16 mag in evidenza | Commenti disabilitati

Rifinanziata la Legge 13/89 sui contributi per interventi di eliminazione delle barriere architettoniche
La legge “Disposizioni per favorire il superamento e l’eliminazione delle barriere architettoniche negli edifici privati“, all’art. 10 istituisce presso il Ministero dei lavori pubblici il Fondo speciale per l’eliminazione e il superamento delle barriere architettoniche negli edifici privati,necessario a coprire le richieste pervenute dalle regioni.
La Legge di bilancio 2017 (Legge 232/2016) – all’articolo 1 comma 140 – istituisce il Fondo investimenti e con questa misura viene, dopo oltre dieci anni, rifinanziata la Legge 13/89.
La dotazione complessiva di questo fondo è di 46 miliari di euro dei quali 180 milioni di euro sono, appunto, quelli indicati come destinati alla eliminazione delle barriere architettoniche.

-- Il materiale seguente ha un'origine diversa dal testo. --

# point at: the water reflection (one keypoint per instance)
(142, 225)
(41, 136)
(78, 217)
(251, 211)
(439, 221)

Il capito di spesa in carico al Ministero delle Infrastrutture e dei Trasporti, per la programmazione dal 2017 al 2032, ed è così ripartito: 20 milioni di euro nel 2017, 60 milioni di euro nel 2018, 40 milioni di euro nel 2019 e nel periodo dal 2020 al 2032 di 60 milioni di euro.
La Conferenza Unificata ha approvato la ripartizione dei 180 milioni, sulla base delle richieste avanzate dalle regioni: Abruzzo 4,4 milioni, Basilicata 15,2 milioni, Campania 13,5 milioni, Emilia-Romagna 29,3 milioni, Lazio 19,2 milioni, Liguria 275 mila euro, Lombardia 25,3 milioni, Marche 11,3 milioni, Molise 1,1 milioni, Piemonte 25,7 milioni, Puglia 4 milioni, Sardegna 3,2 milioni, Sicilia 4,4 milioni, Toscana 2,9 milioni, Umbria 11 milioni, Veneto 8,4 milioni.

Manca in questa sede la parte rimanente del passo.